Digital Program Specialist - Cyber Security Engineering

The Asian Infrastructure Investment Bank (AIIB) is a multilateral development bank whose mission is financing the Infrastructure for Tomorrow-infrastructure with sustainability at its core. We began operations in Beijing in January 2016 and have since grown to 105 approved members worldwide. We are capitalized at USD100 billion and Triple-A-rated by the major international credit rating agencies. Collaborating with partners, AIIB meets clients' needs by unlocking new capital and investing in infrastructure that is green, technology-enabled and promotes regional connectivity.

The Information Technology Department (ITD) is looking for a Digital Program Specialist for cybersecurity engineering. The cybersecurity function is the first line of defense to protect the Bank against cyber-attacks on AIIB’s entire digital landscape and to prevent the Bank from suffering financial losses and reputational damage.

The Digital Program Specialist will be an experienced and vigilant cybersecurity engineer whose responsibilities include Planning, Designing, Deployment, and Tuning cybersecurity products and technologies that provide security capabilities across the Bank. They should have an excellent understanding of cybersecurity standards and frameworks, extensive knowledge of how cybercriminals work, and the determination never to let them in.

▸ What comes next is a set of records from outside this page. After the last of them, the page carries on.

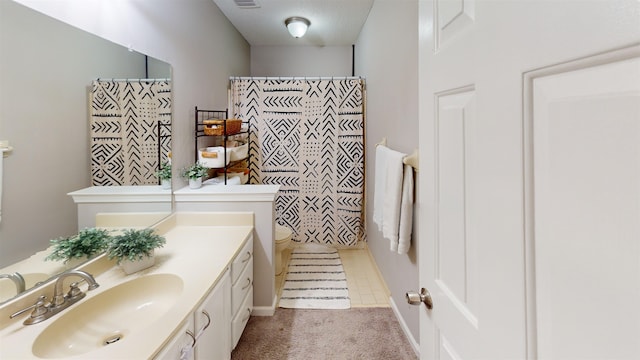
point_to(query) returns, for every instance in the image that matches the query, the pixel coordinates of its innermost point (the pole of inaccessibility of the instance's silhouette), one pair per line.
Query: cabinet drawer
(241, 319)
(241, 288)
(244, 257)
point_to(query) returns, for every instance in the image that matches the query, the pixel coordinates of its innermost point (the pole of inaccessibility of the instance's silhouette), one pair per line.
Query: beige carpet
(357, 333)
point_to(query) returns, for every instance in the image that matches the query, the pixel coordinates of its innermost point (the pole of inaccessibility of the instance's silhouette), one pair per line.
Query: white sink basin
(109, 317)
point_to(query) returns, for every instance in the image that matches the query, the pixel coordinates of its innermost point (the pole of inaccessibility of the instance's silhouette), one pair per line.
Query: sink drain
(112, 339)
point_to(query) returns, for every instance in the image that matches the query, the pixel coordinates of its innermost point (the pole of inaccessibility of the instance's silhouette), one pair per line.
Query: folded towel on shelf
(406, 212)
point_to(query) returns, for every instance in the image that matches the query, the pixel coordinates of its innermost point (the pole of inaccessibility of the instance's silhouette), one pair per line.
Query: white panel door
(530, 179)
(585, 208)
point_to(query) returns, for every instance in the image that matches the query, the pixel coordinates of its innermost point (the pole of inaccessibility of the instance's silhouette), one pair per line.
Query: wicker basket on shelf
(216, 126)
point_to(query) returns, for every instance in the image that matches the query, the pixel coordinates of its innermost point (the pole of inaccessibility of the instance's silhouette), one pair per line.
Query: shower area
(307, 135)
(130, 125)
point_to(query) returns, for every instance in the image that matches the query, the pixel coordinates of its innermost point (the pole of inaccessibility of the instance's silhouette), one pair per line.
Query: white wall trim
(414, 344)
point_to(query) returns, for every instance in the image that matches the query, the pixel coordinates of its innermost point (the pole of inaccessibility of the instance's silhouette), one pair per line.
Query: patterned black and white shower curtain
(130, 124)
(308, 137)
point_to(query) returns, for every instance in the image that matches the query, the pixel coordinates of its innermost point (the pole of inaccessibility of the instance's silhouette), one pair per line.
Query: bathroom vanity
(197, 300)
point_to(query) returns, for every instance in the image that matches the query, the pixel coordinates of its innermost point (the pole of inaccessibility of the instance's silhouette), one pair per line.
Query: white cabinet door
(213, 323)
(180, 347)
(529, 179)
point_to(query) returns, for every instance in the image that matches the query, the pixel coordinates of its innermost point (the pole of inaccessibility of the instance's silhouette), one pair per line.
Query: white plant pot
(130, 267)
(195, 183)
(72, 263)
(165, 183)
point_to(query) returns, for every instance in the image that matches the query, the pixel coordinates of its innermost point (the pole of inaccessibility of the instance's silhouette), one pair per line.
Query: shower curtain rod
(134, 80)
(296, 78)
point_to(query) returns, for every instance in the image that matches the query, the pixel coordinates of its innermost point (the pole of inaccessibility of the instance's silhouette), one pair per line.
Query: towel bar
(412, 160)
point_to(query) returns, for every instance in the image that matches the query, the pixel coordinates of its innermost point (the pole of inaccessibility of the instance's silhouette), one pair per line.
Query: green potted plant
(195, 173)
(74, 249)
(164, 174)
(134, 249)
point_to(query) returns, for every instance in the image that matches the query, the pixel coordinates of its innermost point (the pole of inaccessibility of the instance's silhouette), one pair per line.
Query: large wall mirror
(46, 72)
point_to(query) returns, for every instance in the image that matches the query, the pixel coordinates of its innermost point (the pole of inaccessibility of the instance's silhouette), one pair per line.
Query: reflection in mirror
(47, 69)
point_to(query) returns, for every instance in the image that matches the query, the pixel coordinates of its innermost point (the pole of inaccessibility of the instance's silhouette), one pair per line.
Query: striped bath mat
(315, 280)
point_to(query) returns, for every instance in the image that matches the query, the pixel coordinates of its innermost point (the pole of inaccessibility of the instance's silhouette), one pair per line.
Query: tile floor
(366, 287)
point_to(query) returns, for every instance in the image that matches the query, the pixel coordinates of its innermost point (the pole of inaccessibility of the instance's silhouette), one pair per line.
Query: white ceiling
(333, 22)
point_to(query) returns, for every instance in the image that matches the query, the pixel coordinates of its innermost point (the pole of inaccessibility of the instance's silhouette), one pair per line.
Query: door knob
(415, 298)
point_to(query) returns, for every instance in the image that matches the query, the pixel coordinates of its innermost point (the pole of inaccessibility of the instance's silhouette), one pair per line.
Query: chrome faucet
(60, 299)
(42, 309)
(17, 279)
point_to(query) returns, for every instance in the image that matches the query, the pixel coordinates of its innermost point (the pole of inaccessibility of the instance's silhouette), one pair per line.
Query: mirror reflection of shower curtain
(130, 124)
(307, 135)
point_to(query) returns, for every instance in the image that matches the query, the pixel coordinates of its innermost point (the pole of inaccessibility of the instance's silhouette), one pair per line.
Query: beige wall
(387, 56)
(46, 68)
(301, 60)
(203, 48)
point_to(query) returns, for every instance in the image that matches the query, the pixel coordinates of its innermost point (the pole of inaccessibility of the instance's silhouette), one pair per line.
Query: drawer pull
(248, 284)
(193, 337)
(205, 313)
(248, 316)
(248, 257)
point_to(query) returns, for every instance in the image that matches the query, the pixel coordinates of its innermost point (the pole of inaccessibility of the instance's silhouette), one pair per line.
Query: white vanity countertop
(148, 193)
(234, 193)
(199, 248)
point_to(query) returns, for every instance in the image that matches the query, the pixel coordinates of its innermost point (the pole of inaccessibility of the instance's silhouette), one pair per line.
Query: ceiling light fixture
(297, 26)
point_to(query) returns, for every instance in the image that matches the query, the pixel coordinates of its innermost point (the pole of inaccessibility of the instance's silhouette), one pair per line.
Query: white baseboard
(265, 310)
(414, 344)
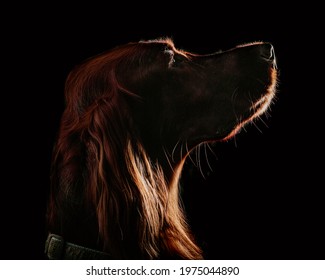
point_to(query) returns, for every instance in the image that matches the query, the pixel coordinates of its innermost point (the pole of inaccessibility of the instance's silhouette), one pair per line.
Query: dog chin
(258, 108)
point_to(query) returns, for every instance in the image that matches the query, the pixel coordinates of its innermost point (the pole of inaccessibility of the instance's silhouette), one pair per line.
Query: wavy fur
(112, 189)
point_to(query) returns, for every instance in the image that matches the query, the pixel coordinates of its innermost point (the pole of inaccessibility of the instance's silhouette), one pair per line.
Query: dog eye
(178, 60)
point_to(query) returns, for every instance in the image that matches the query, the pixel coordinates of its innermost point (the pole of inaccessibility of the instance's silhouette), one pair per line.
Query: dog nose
(267, 52)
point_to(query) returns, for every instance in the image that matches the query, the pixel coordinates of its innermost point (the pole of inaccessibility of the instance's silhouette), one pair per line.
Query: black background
(263, 198)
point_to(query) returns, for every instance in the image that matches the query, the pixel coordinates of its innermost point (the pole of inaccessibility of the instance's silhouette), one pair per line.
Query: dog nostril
(267, 52)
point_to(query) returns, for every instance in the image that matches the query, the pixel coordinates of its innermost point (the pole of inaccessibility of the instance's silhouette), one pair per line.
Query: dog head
(180, 99)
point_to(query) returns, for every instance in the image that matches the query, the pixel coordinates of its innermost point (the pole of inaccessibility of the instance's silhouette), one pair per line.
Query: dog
(132, 116)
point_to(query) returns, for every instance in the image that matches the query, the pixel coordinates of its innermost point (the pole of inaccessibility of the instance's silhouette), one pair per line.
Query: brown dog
(133, 114)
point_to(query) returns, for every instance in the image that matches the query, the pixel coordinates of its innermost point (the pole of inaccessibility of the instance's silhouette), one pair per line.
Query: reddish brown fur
(109, 192)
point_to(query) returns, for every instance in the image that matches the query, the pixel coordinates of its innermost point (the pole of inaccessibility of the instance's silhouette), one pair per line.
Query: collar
(56, 248)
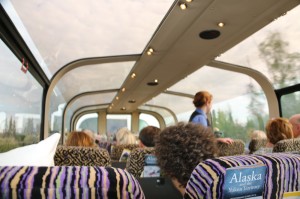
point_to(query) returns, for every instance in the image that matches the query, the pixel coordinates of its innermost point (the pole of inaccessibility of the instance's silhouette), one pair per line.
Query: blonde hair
(258, 134)
(79, 138)
(124, 136)
(279, 129)
(201, 98)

The Digital Program Specialist will help keep cybercrime at bay, using their expertise and engineering skills to keep enhancing the Bank's cybersecurity infrastructures and systems. They should be passionate about providing high-standard cybersecurity services, have extensive knowledge of both external and insider threats, and have the determination to minimize cyber risks. They will create and manage technologies to safeguard AIIB's information and systems from cyber threats based on AIIB’s security practices and industry-accepted frameworks and following AIIB’s policies and legal requirements.

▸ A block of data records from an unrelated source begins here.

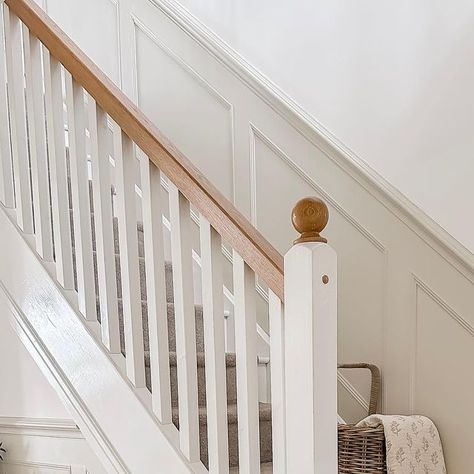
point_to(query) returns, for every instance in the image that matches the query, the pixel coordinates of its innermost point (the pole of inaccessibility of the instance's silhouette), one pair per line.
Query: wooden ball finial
(310, 216)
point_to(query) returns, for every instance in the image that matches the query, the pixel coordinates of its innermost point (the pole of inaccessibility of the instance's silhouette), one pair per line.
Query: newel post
(311, 344)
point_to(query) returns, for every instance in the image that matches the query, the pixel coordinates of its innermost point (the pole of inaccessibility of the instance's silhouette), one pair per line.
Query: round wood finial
(310, 216)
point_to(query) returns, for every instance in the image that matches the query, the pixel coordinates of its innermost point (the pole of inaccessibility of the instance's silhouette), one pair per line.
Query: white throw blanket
(413, 444)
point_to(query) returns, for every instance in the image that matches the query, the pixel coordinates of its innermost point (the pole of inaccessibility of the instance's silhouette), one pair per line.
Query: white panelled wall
(391, 80)
(405, 288)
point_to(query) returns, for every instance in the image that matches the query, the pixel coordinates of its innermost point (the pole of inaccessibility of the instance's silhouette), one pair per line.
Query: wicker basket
(362, 450)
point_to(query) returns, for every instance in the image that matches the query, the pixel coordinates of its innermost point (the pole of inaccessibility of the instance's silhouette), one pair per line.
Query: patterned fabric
(413, 444)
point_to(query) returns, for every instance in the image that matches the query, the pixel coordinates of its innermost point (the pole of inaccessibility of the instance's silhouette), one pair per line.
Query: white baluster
(58, 171)
(311, 345)
(37, 145)
(18, 128)
(152, 209)
(104, 232)
(76, 118)
(181, 252)
(125, 172)
(277, 375)
(246, 361)
(214, 344)
(7, 196)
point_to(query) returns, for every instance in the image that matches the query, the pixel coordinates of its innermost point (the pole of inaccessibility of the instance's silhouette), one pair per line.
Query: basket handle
(375, 383)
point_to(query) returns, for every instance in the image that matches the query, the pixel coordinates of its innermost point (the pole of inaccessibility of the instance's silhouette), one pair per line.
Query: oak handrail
(234, 228)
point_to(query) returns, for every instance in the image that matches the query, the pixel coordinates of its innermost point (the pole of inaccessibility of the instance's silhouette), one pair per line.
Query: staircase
(112, 320)
(265, 428)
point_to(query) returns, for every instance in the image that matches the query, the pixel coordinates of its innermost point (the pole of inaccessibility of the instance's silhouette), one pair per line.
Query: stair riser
(231, 385)
(265, 427)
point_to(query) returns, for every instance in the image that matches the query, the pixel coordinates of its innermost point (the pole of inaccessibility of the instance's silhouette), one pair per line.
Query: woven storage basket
(362, 450)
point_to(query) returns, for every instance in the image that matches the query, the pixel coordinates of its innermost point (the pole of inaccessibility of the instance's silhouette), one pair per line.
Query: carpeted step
(231, 379)
(171, 326)
(265, 425)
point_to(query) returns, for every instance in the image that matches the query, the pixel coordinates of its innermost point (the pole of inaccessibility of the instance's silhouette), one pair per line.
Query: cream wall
(391, 80)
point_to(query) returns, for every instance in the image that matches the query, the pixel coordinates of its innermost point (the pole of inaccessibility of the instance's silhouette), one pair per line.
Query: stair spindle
(246, 360)
(125, 173)
(181, 254)
(81, 211)
(104, 232)
(37, 145)
(277, 374)
(7, 196)
(58, 170)
(214, 345)
(18, 126)
(152, 208)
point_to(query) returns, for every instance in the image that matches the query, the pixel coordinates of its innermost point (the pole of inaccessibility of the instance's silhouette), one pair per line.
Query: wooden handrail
(234, 228)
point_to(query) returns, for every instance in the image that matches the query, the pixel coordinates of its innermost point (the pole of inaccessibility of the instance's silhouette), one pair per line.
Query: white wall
(35, 428)
(25, 391)
(392, 80)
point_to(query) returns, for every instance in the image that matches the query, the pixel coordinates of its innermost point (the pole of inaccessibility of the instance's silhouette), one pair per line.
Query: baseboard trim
(292, 112)
(47, 427)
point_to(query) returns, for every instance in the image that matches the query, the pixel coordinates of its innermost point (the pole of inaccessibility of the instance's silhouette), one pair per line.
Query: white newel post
(311, 345)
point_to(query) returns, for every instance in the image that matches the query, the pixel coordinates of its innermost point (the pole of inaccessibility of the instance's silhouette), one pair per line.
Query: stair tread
(230, 359)
(264, 411)
(265, 468)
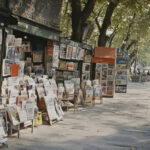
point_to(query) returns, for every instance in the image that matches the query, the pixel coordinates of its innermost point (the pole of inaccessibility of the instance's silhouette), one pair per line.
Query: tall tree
(103, 38)
(79, 17)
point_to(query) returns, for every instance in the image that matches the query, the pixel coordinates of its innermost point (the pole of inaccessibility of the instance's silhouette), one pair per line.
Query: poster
(30, 105)
(80, 53)
(49, 101)
(7, 65)
(86, 67)
(38, 56)
(56, 56)
(10, 52)
(15, 70)
(63, 51)
(74, 52)
(69, 52)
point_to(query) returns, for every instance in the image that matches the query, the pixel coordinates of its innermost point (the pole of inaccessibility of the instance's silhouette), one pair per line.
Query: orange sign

Responsibilities include but are not limited to:

• Plan, design, deploy, test, fine-tune and integrate, as well as manage product features and capabilities of cybersecurity technologies to protect information and prevent unauthorized access and attack towards AIIB IT environment.
• Partner with Security Operation Center (SOC) and other IT function teams to ensure effective and efficient design and functionality of cybersecurity solutions.
• Manage cybersecurity product vendors ensuring prompt delivery of quality services, features, capabilities, bug fixes, etc. by developing and managing operational and quality metrics.
• Continuously review the maturity and maintain the roadmap of cybersecurity solutions to lead the development of sound cyber protection capabilities.
• Contribute domain expertise to the development, implementation and updating of cybersecurity framework, policies, standards, guidelines, baselines, processes and procedures.
• Prepare regular cybersecurity reports and assessments as required by Management.
• Ensure that any actions to address gaps or weaknesses are appropriately assigned and completed in a timely manner to maintain cybersecurity, supporting audits, and control testing on cybersecurity. 
• Serve as the domain expert for cybersecurity prevention, response, and recovery.

Requirements:

• Minimum 5 years of direct experience of building and configuring cybersecurity technologies, including but not limited to SIEM, Anti-Malware, Firewall/IPS/UTM, Vulnerability Scanner, Endpoint Detection & Response, User and Entity Behavior Analytics, Web Application Firewall, Threat Intelligence, Honeypot, and other cybersecurity tools;
• Hands-on experience of developing and validating security baseline configurations for operating systems, databases, web servers, and networking equipment;
• Strong technical analysis and problem-solving skills; experience of DevOps toolsets would be an advantage;
• Demonstrated successful cyber security use case management and optimization with relevant security tools;
• Demonstrated experience of security tools integration and orchestration for hybrid environment; Cloud environment working experience of Azure and AWS would be an advantage;
• Demonstrated solid knowledge of information security principles, practices and regulations, including knowledge of International Security Frameworks and Standards, such as NIST Cyber Security Framework, MITRE ATT&CK, CIS, ISO/IEC 27000 Series and COBIT;
• Excellent engagement, relationship, project and stakeholder management skills;
• Results-oriented, with a meticulous eye for detail, with the ability to multi-task and prioritize multiple deadlines in a fast-paced environment;
• Security industry certifications such as CISSP, CISM, CISA, CRISC would be an advantage;
• Excellent team player to create a positive, professional, and fun working environment;
• Active learner with the learning by sharing attitude;
• Fluency in oral and written English is a must;
• Master's Degree preferred in Computer Science, Engineering, Risk Management, Cyber Security, or a related field.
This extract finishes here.